I made it! KAP-II was all set to go, but the day before Field Day I looked at the weather forcast and saw that it was expected to be too windy to use the balloon. If the cost of renting a Helium tank was trivial, I would have just gone ahead and gotten it anyway, just in case; but, it was $120 to rent it whether you use the Helium or not. I didn't feel right spending $120 of the club's money when I knew we probably wouldn't be able to use it. I checked with the guy coordinating the event for our club, and he agreed, so we canceled the Vertical Antenna (even without the Vertical Antenna, we ended up with five antenna's to use between three transmitters anyway.) Turned out to be a good call, it was definately too windy to use a balloon. Unfortunately, canceling the Vertical Antenna meant that my KAP-II Project was also grounded.

After doing some research on kites, I decided to build a "Scott Sled" which is simply a large sheet of material with two spars for support, so it folds up and transports easily. It's simple to build, but not as good as rigid kite if the wind has a lull. The best to use would be a "Winged Box Kite", but that is harder to build, store, transport, and set up (if you're building a Winged Box Kite on that scale, you may as well be building a small airplane frame.)

Safety: A quick word on safety with large Kites. From all that I've read, working with Large Kites is much different than the little Toy Store kites you flew as a kid; there are stories of people have their fingers "de-gloved" by trying to grab a run away kite string with 40 or 50 pounds of pulling force on it (ouch!) The running kite string acts like piano wire, and will easily cut you to the bone. Wear heavy leather gloves at all times, plan ahead, and use good equipment so you should never get in the position of being tempted to grab a run away string.
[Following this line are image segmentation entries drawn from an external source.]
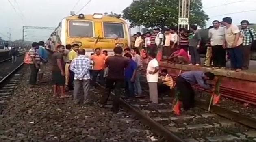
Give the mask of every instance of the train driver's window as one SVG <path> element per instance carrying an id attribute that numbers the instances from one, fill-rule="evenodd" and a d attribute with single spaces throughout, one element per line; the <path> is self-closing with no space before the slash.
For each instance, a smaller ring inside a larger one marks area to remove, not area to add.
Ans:
<path id="1" fill-rule="evenodd" d="M 124 38 L 124 26 L 121 23 L 103 22 L 104 37 Z"/>
<path id="2" fill-rule="evenodd" d="M 94 37 L 92 22 L 70 20 L 69 24 L 70 37 Z"/>

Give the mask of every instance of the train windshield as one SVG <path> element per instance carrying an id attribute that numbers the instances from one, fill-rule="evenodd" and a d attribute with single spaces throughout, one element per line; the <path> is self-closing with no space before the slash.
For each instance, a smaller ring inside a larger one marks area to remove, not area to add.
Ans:
<path id="1" fill-rule="evenodd" d="M 71 20 L 69 26 L 70 37 L 94 37 L 92 22 Z"/>
<path id="2" fill-rule="evenodd" d="M 121 23 L 104 22 L 104 37 L 124 38 L 124 26 Z"/>

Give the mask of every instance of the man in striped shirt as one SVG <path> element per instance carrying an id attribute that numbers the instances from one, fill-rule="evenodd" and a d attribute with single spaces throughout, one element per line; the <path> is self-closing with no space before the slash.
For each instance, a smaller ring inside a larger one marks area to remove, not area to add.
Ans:
<path id="1" fill-rule="evenodd" d="M 40 59 L 38 50 L 39 43 L 36 42 L 32 43 L 32 48 L 29 50 L 29 66 L 30 69 L 30 79 L 29 84 L 35 85 L 37 83 L 37 73 L 39 67 Z"/>

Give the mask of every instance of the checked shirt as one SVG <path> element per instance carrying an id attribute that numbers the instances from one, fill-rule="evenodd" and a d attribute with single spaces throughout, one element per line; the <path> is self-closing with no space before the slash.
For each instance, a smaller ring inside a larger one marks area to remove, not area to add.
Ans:
<path id="1" fill-rule="evenodd" d="M 249 32 L 249 30 L 251 32 Z M 240 34 L 243 37 L 243 45 L 247 46 L 252 44 L 252 39 L 254 41 L 256 40 L 256 32 L 252 28 L 247 28 L 245 29 L 241 29 Z"/>
<path id="2" fill-rule="evenodd" d="M 90 79 L 91 60 L 85 55 L 79 55 L 78 58 L 72 61 L 70 70 L 75 73 L 74 80 L 87 80 Z"/>

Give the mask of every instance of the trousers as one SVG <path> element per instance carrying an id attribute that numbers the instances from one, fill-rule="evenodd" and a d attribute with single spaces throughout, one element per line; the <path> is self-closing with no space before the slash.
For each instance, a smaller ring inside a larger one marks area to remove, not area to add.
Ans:
<path id="1" fill-rule="evenodd" d="M 118 110 L 119 109 L 120 94 L 123 82 L 123 79 L 107 78 L 105 92 L 101 98 L 101 103 L 104 105 L 106 104 L 110 95 L 111 90 L 114 89 L 115 95 L 113 100 L 112 110 L 114 111 Z"/>
<path id="2" fill-rule="evenodd" d="M 228 49 L 230 58 L 231 68 L 232 69 L 242 69 L 243 65 L 243 54 L 241 46 Z"/>
<path id="3" fill-rule="evenodd" d="M 142 93 L 141 86 L 141 85 L 140 78 L 141 73 L 140 71 L 136 71 L 135 82 L 134 82 L 134 89 L 135 94 L 140 95 Z"/>
<path id="4" fill-rule="evenodd" d="M 90 80 L 74 80 L 74 100 L 75 101 L 85 102 L 88 99 Z M 83 95 L 81 95 L 81 90 L 83 90 Z"/>
<path id="5" fill-rule="evenodd" d="M 154 103 L 158 104 L 157 82 L 148 82 L 148 84 L 150 100 Z"/>
<path id="6" fill-rule="evenodd" d="M 191 55 L 191 63 L 193 65 L 200 64 L 200 55 L 196 47 L 189 47 L 189 55 Z"/>
<path id="7" fill-rule="evenodd" d="M 226 50 L 222 45 L 213 46 L 212 50 L 213 66 L 226 67 Z"/>
<path id="8" fill-rule="evenodd" d="M 69 78 L 69 68 L 70 64 L 66 63 L 65 64 L 65 84 L 68 85 L 68 80 Z"/>
<path id="9" fill-rule="evenodd" d="M 250 65 L 251 60 L 251 47 L 252 45 L 242 46 L 243 62 L 243 67 L 248 68 Z"/>
<path id="10" fill-rule="evenodd" d="M 36 68 L 35 64 L 29 64 L 30 67 L 30 79 L 29 80 L 29 84 L 30 85 L 35 85 L 37 83 L 37 73 L 39 69 Z"/>

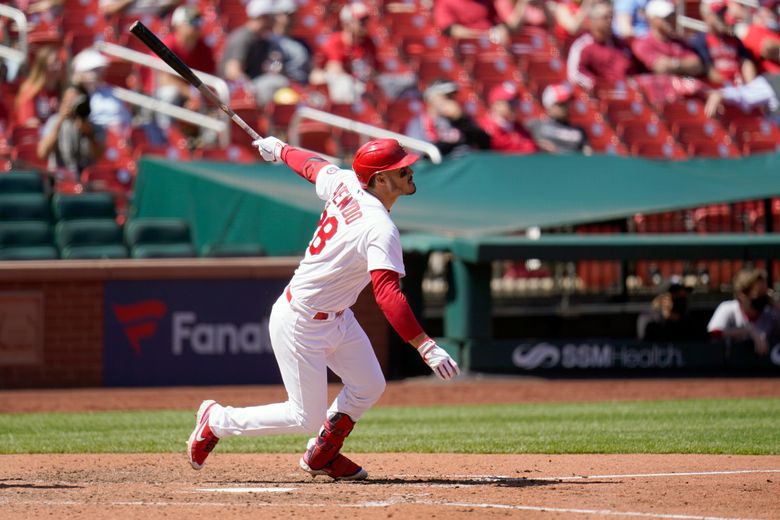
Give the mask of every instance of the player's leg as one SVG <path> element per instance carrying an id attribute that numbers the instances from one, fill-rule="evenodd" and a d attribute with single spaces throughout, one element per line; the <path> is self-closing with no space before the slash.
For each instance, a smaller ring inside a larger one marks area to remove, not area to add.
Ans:
<path id="1" fill-rule="evenodd" d="M 271 344 L 287 390 L 283 403 L 234 408 L 204 401 L 195 430 L 187 441 L 193 468 L 200 469 L 221 437 L 227 435 L 272 435 L 312 433 L 325 419 L 327 408 L 326 338 L 324 330 L 290 309 L 286 300 L 274 304 L 269 321 Z M 335 329 L 336 327 L 331 327 Z"/>
<path id="2" fill-rule="evenodd" d="M 333 324 L 304 320 L 278 301 L 271 312 L 271 345 L 287 401 L 262 406 L 219 406 L 211 413 L 217 436 L 274 435 L 317 431 L 327 408 L 326 352 Z"/>
<path id="3" fill-rule="evenodd" d="M 366 471 L 341 454 L 355 421 L 382 395 L 385 379 L 371 342 L 347 311 L 340 323 L 341 342 L 328 355 L 328 366 L 341 377 L 344 388 L 328 410 L 319 435 L 309 441 L 300 465 L 312 475 L 336 479 L 363 479 Z"/>

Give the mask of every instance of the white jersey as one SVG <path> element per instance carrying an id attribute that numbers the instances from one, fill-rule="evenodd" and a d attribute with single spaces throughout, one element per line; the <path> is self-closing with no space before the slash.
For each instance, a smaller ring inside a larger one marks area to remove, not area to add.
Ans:
<path id="1" fill-rule="evenodd" d="M 406 274 L 401 239 L 387 208 L 360 187 L 352 170 L 326 164 L 316 189 L 325 211 L 290 290 L 310 309 L 337 312 L 357 301 L 371 281 L 370 271 Z"/>
<path id="2" fill-rule="evenodd" d="M 733 328 L 745 328 L 751 323 L 758 330 L 765 333 L 771 341 L 780 340 L 780 314 L 771 305 L 767 305 L 758 318 L 751 322 L 742 311 L 739 300 L 721 302 L 707 324 L 707 331 L 714 332 Z"/>

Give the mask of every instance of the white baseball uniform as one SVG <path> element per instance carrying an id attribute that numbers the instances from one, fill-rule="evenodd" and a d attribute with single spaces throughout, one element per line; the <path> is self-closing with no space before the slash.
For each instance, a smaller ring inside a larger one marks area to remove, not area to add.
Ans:
<path id="1" fill-rule="evenodd" d="M 384 391 L 379 362 L 349 307 L 371 281 L 370 271 L 404 275 L 398 228 L 352 170 L 323 163 L 316 190 L 325 210 L 269 323 L 288 400 L 246 408 L 215 405 L 209 425 L 220 438 L 314 433 L 334 412 L 357 421 Z M 344 383 L 329 409 L 327 367 Z"/>

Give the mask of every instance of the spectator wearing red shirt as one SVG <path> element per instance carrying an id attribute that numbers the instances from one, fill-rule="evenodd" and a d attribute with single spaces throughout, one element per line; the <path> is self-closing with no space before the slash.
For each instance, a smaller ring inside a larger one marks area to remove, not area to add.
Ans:
<path id="1" fill-rule="evenodd" d="M 512 154 L 536 152 L 536 145 L 517 122 L 517 88 L 509 81 L 498 84 L 488 94 L 488 113 L 479 120 L 490 135 L 490 149 Z"/>
<path id="2" fill-rule="evenodd" d="M 707 79 L 714 86 L 743 84 L 756 77 L 756 65 L 750 53 L 726 23 L 728 6 L 724 0 L 703 0 L 700 9 L 707 31 L 691 40 L 707 69 Z"/>
<path id="3" fill-rule="evenodd" d="M 444 34 L 459 39 L 487 37 L 500 45 L 509 43 L 512 31 L 525 17 L 533 0 L 434 0 L 433 21 Z"/>
<path id="4" fill-rule="evenodd" d="M 564 0 L 553 4 L 553 34 L 568 49 L 588 28 L 588 12 L 596 0 Z"/>
<path id="5" fill-rule="evenodd" d="M 330 98 L 337 103 L 359 100 L 372 81 L 391 99 L 416 85 L 410 72 L 379 73 L 377 49 L 368 31 L 371 15 L 362 2 L 346 4 L 339 12 L 342 30 L 332 34 L 316 53 L 310 82 L 327 83 Z"/>
<path id="6" fill-rule="evenodd" d="M 588 33 L 569 48 L 569 81 L 587 90 L 624 81 L 633 72 L 634 61 L 628 44 L 612 32 L 612 5 L 603 1 L 591 5 L 588 26 Z"/>
<path id="7" fill-rule="evenodd" d="M 758 72 L 780 72 L 780 2 L 761 0 L 753 14 L 753 23 L 742 37 L 742 43 L 758 63 Z"/>
<path id="8" fill-rule="evenodd" d="M 327 84 L 337 103 L 360 99 L 376 70 L 376 46 L 368 34 L 370 19 L 366 4 L 346 4 L 339 12 L 341 31 L 331 34 L 315 53 L 309 81 Z"/>
<path id="9" fill-rule="evenodd" d="M 13 118 L 18 126 L 41 126 L 59 110 L 64 68 L 57 49 L 45 46 L 35 53 L 30 74 L 19 86 Z"/>
<path id="10" fill-rule="evenodd" d="M 195 7 L 177 7 L 171 17 L 173 32 L 163 38 L 171 51 L 191 69 L 208 74 L 216 72 L 216 61 L 211 47 L 206 45 L 201 36 L 203 19 Z M 158 99 L 184 106 L 186 108 L 199 108 L 200 97 L 197 90 L 179 76 L 158 72 L 154 83 L 147 80 L 147 91 L 154 92 Z M 170 117 L 157 114 L 157 124 L 161 128 L 168 128 L 171 124 Z"/>
<path id="11" fill-rule="evenodd" d="M 699 76 L 704 72 L 701 59 L 674 33 L 674 4 L 651 0 L 645 7 L 650 32 L 634 40 L 631 50 L 647 69 L 655 74 Z"/>

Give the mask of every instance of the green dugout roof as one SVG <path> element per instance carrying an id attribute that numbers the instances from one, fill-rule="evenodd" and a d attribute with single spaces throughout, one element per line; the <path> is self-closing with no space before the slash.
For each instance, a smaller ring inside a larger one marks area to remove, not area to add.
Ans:
<path id="1" fill-rule="evenodd" d="M 446 237 L 780 196 L 780 154 L 672 162 L 474 152 L 415 172 L 417 194 L 399 199 L 393 219 L 402 232 Z M 259 241 L 270 254 L 299 254 L 321 211 L 313 186 L 285 166 L 145 158 L 131 215 L 187 218 L 198 247 Z"/>

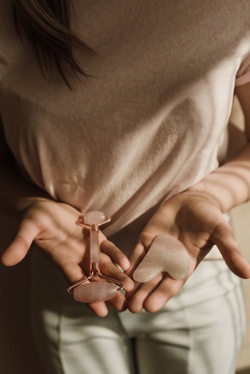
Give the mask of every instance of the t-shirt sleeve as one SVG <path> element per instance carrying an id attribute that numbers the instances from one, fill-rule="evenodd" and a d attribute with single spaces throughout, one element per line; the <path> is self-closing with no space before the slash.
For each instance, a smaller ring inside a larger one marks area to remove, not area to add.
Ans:
<path id="1" fill-rule="evenodd" d="M 235 85 L 242 86 L 248 82 L 250 82 L 250 53 L 244 58 L 237 71 Z"/>

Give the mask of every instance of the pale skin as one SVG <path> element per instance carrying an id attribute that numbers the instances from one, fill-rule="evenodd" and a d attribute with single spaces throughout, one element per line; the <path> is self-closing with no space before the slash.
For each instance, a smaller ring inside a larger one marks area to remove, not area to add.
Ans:
<path id="1" fill-rule="evenodd" d="M 140 234 L 130 261 L 100 233 L 102 271 L 124 282 L 126 291 L 126 297 L 118 293 L 108 302 L 117 310 L 128 307 L 132 313 L 143 308 L 150 312 L 158 311 L 180 291 L 214 244 L 232 271 L 241 278 L 250 278 L 250 266 L 241 254 L 222 215 L 250 199 L 250 83 L 237 88 L 236 92 L 244 112 L 248 142 L 238 156 L 199 183 L 166 201 Z M 34 241 L 56 262 L 70 283 L 82 278 L 88 273 L 89 264 L 88 233 L 82 236 L 82 229 L 76 224 L 80 212 L 68 204 L 52 200 L 18 177 L 8 163 L 2 135 L 0 146 L 2 210 L 18 215 L 20 221 L 16 236 L 2 255 L 2 263 L 10 266 L 20 262 Z M 146 283 L 136 283 L 134 287 L 131 279 L 134 270 L 155 237 L 163 233 L 178 238 L 186 247 L 190 258 L 188 274 L 184 280 L 176 281 L 162 273 Z M 112 260 L 125 273 L 119 271 Z M 104 302 L 89 306 L 99 317 L 108 313 Z"/>

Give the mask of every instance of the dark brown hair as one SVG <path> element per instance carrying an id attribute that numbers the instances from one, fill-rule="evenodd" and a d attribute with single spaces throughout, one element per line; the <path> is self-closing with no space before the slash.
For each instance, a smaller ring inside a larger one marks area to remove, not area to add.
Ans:
<path id="1" fill-rule="evenodd" d="M 67 86 L 73 86 L 66 72 L 88 76 L 73 56 L 72 46 L 80 47 L 94 53 L 70 28 L 72 0 L 12 0 L 16 29 L 22 39 L 22 29 L 31 43 L 42 74 L 51 74 L 56 66 Z M 70 70 L 68 71 L 68 67 Z"/>

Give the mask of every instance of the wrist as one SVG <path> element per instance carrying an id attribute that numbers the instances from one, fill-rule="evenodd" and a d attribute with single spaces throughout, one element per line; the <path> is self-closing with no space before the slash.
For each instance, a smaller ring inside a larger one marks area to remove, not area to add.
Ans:
<path id="1" fill-rule="evenodd" d="M 196 184 L 188 188 L 184 193 L 193 196 L 198 196 L 209 200 L 212 204 L 216 205 L 222 213 L 228 211 L 228 209 L 226 204 L 224 204 L 222 199 L 220 198 L 220 193 L 216 186 L 208 181 L 204 178 Z"/>

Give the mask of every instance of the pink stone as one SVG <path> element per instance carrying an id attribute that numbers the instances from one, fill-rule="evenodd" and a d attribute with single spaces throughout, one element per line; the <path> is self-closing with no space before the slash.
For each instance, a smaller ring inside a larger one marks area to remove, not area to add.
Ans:
<path id="1" fill-rule="evenodd" d="M 84 216 L 84 223 L 87 225 L 98 225 L 105 221 L 105 218 L 104 212 L 98 210 L 88 212 Z"/>
<path id="2" fill-rule="evenodd" d="M 189 256 L 183 244 L 171 235 L 156 237 L 133 274 L 136 282 L 150 281 L 162 272 L 174 279 L 182 279 L 189 270 Z"/>
<path id="3" fill-rule="evenodd" d="M 74 289 L 74 299 L 82 303 L 96 303 L 112 299 L 116 295 L 114 283 L 92 282 Z"/>

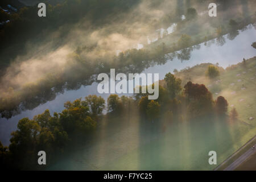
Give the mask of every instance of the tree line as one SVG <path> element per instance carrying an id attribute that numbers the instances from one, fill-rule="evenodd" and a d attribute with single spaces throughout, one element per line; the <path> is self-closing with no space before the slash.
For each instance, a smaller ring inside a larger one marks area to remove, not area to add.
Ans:
<path id="1" fill-rule="evenodd" d="M 155 125 L 160 121 L 171 123 L 204 117 L 227 115 L 228 103 L 222 96 L 216 100 L 203 84 L 188 82 L 183 88 L 181 80 L 171 73 L 166 74 L 164 81 L 159 85 L 159 97 L 148 100 L 148 94 L 135 94 L 133 97 L 110 95 L 106 104 L 101 96 L 89 95 L 84 100 L 77 99 L 64 104 L 61 113 L 50 114 L 49 110 L 35 115 L 32 119 L 20 119 L 17 130 L 11 133 L 9 147 L 0 142 L 0 163 L 3 169 L 42 169 L 37 164 L 37 152 L 47 154 L 48 165 L 57 162 L 69 147 L 79 145 L 79 141 L 90 140 L 97 133 L 98 126 L 105 115 L 121 117 L 123 112 L 131 114 L 131 107 L 139 110 L 140 121 L 147 125 Z M 154 86 L 154 85 L 153 85 Z M 233 109 L 230 118 L 236 119 L 237 112 Z M 105 117 L 107 123 L 112 117 Z M 122 121 L 120 121 L 122 122 Z M 109 124 L 108 124 L 109 125 Z"/>

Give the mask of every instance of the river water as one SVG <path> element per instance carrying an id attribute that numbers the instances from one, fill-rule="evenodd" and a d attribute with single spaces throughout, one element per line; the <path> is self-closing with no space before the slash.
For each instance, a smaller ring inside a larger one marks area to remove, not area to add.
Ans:
<path id="1" fill-rule="evenodd" d="M 192 67 L 204 63 L 218 63 L 220 67 L 225 68 L 230 65 L 241 62 L 243 58 L 249 59 L 256 56 L 256 49 L 251 46 L 256 41 L 256 30 L 250 24 L 243 31 L 239 31 L 239 35 L 232 36 L 226 35 L 221 39 L 215 39 L 206 43 L 194 46 L 193 50 L 186 52 L 185 57 L 175 57 L 164 64 L 156 65 L 145 69 L 146 73 L 159 73 L 159 79 L 163 79 L 166 73 L 173 72 L 174 69 L 180 69 Z M 232 38 L 230 38 L 232 37 Z M 177 53 L 182 54 L 181 51 Z M 179 57 L 179 56 L 178 56 Z M 101 96 L 106 100 L 109 94 L 100 94 L 97 91 L 97 84 L 82 86 L 77 90 L 66 90 L 60 94 L 54 100 L 40 105 L 37 107 L 27 110 L 9 119 L 0 119 L 0 140 L 3 145 L 9 145 L 11 133 L 16 130 L 19 120 L 24 117 L 32 119 L 35 115 L 49 109 L 51 113 L 60 112 L 64 109 L 64 103 L 67 101 L 73 101 L 77 98 L 84 98 L 89 94 Z"/>

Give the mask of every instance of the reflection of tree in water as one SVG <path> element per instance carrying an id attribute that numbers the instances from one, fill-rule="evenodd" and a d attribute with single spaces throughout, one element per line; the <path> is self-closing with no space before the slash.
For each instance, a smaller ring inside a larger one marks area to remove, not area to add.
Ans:
<path id="1" fill-rule="evenodd" d="M 254 27 L 255 30 L 256 30 L 256 22 L 253 23 L 253 26 Z"/>
<path id="2" fill-rule="evenodd" d="M 197 50 L 199 50 L 201 48 L 201 45 L 197 44 L 194 46 L 195 48 Z"/>
<path id="3" fill-rule="evenodd" d="M 193 51 L 192 47 L 187 48 L 181 51 L 180 53 L 177 53 L 177 59 L 181 62 L 184 60 L 189 60 L 191 57 L 191 52 Z"/>
<path id="4" fill-rule="evenodd" d="M 238 30 L 232 31 L 228 34 L 227 38 L 230 40 L 233 40 L 239 35 Z"/>
<path id="5" fill-rule="evenodd" d="M 220 36 L 216 39 L 216 45 L 218 46 L 222 46 L 226 43 L 226 40 L 223 36 Z"/>

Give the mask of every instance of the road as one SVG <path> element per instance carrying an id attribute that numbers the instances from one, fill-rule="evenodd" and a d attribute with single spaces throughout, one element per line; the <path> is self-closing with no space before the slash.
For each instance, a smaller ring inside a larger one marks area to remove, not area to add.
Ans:
<path id="1" fill-rule="evenodd" d="M 230 156 L 228 159 L 226 159 L 225 161 L 224 161 L 221 164 L 220 164 L 217 167 L 216 167 L 214 171 L 218 171 L 220 168 L 221 168 L 224 165 L 225 165 L 229 160 L 231 160 L 234 156 L 237 155 L 241 150 L 244 149 L 245 147 L 247 146 L 255 146 L 256 143 L 255 143 L 255 140 L 256 139 L 256 135 L 254 137 L 252 138 L 250 140 L 249 140 L 246 143 L 245 143 L 243 146 L 242 146 L 239 150 L 238 150 L 236 152 L 233 154 L 231 156 Z M 236 167 L 238 167 L 240 164 L 241 164 L 243 162 L 244 162 L 246 159 L 247 159 L 250 156 L 253 155 L 255 152 L 255 149 L 251 150 L 249 149 L 246 152 L 245 152 L 243 155 L 242 155 L 239 158 L 236 160 L 233 163 L 229 165 L 226 168 L 224 169 L 224 171 L 229 171 L 229 170 L 233 170 Z"/>
<path id="2" fill-rule="evenodd" d="M 256 146 L 256 143 L 254 144 Z M 253 149 L 250 148 L 245 153 L 242 155 L 238 159 L 236 160 L 232 164 L 229 165 L 224 171 L 233 171 L 239 165 L 242 164 L 246 159 L 249 158 L 251 155 L 256 152 L 256 147 Z"/>

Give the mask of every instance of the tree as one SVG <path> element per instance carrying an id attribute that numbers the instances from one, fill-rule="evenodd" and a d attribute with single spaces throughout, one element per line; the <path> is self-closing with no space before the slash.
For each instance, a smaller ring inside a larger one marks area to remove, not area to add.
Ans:
<path id="1" fill-rule="evenodd" d="M 230 28 L 236 29 L 237 28 L 238 23 L 237 23 L 236 20 L 232 19 L 229 20 L 229 25 L 230 27 Z"/>
<path id="2" fill-rule="evenodd" d="M 219 96 L 216 101 L 216 107 L 218 114 L 224 114 L 228 111 L 229 104 L 227 100 L 222 96 Z"/>
<path id="3" fill-rule="evenodd" d="M 191 45 L 191 37 L 187 34 L 183 34 L 178 40 L 178 45 L 180 48 L 184 48 Z"/>
<path id="4" fill-rule="evenodd" d="M 214 78 L 220 76 L 220 71 L 218 71 L 218 68 L 214 65 L 210 65 L 207 68 L 206 75 L 210 78 Z"/>
<path id="5" fill-rule="evenodd" d="M 139 109 L 141 113 L 145 114 L 147 109 L 147 105 L 150 101 L 148 100 L 148 96 L 143 96 L 139 101 Z"/>
<path id="6" fill-rule="evenodd" d="M 212 111 L 214 103 L 212 95 L 204 84 L 189 81 L 184 88 L 184 92 L 188 101 L 188 117 L 199 117 Z"/>
<path id="7" fill-rule="evenodd" d="M 160 115 L 160 105 L 158 102 L 151 100 L 147 106 L 146 114 L 152 121 L 158 118 Z"/>
<path id="8" fill-rule="evenodd" d="M 171 99 L 174 99 L 182 90 L 181 80 L 175 78 L 174 75 L 168 73 L 166 75 L 164 80 L 167 84 L 169 96 Z"/>
<path id="9" fill-rule="evenodd" d="M 184 86 L 184 93 L 188 98 L 198 99 L 209 93 L 204 84 L 193 84 L 189 81 Z"/>
<path id="10" fill-rule="evenodd" d="M 108 111 L 115 112 L 120 110 L 122 101 L 117 94 L 111 94 L 108 98 Z"/>
<path id="11" fill-rule="evenodd" d="M 252 46 L 254 48 L 256 49 L 256 42 L 254 42 L 254 43 L 251 44 L 251 46 Z"/>
<path id="12" fill-rule="evenodd" d="M 191 20 L 197 16 L 197 13 L 195 8 L 191 7 L 187 10 L 187 19 Z"/>
<path id="13" fill-rule="evenodd" d="M 89 95 L 85 97 L 85 101 L 93 115 L 101 114 L 105 107 L 105 100 L 101 96 Z"/>
<path id="14" fill-rule="evenodd" d="M 238 113 L 237 111 L 236 108 L 233 108 L 230 111 L 230 117 L 233 120 L 235 120 L 237 119 L 237 117 L 238 116 Z"/>

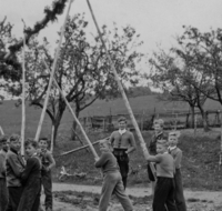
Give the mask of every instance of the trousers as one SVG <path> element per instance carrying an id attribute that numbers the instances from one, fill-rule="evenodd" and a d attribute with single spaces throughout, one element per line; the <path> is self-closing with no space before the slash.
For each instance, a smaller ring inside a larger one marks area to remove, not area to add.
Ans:
<path id="1" fill-rule="evenodd" d="M 108 210 L 112 194 L 117 195 L 124 211 L 133 211 L 132 203 L 130 202 L 129 197 L 125 194 L 119 171 L 108 172 L 104 174 L 99 211 Z"/>

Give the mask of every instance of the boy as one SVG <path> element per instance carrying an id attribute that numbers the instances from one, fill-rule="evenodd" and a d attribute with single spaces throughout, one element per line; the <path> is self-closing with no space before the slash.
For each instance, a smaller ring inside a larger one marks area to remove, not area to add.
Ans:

I bought a large 9 foot by 12 foot professional quality painters tarp (only in America can you buy something advertised in great big large print as 9 x 12 only to get home and find that the small print says it really measures only 8.5 x 11.5; how do they get away with that? In America of all places? And if they can get away with that, why can't I buy a $10 item and pay them $9.50 for it? I mean if it's fair for them to round up to the nearest whole number, why can't I do the same? Fair is fair. Why do we consumers tolerate this?)

STOP THE PRESSES! I was all about to build this monster size kite, but then I came across NASA's KiteModeler program. I entered the dimensions I intended to use and realized that in a 30mph wind, this thing would lift me right off the ground! (It's not unreasonable to design for 30mph; if you plan to use it in 10 to 15 mph winds, it should be able to handle an unexpected 30 mph gust.) So then I entered the dimensions of the first kite I had built and, according to NASA's KiteModeler program, my original kite should have lifted my KAP-I rig in even a mild 6 mph wind. Then I realized that I was just so frustrated at my first attempt that I figured I'd scale it way up, and a painter's tarp was the first thing that came to mind. I'll have to re-test my first kite again. I can't explain why it didn't work (while I didn't have any gauges to measure the wind speed, it did rustle my hair which makes me think it must have been 10 to 12 mph or so.)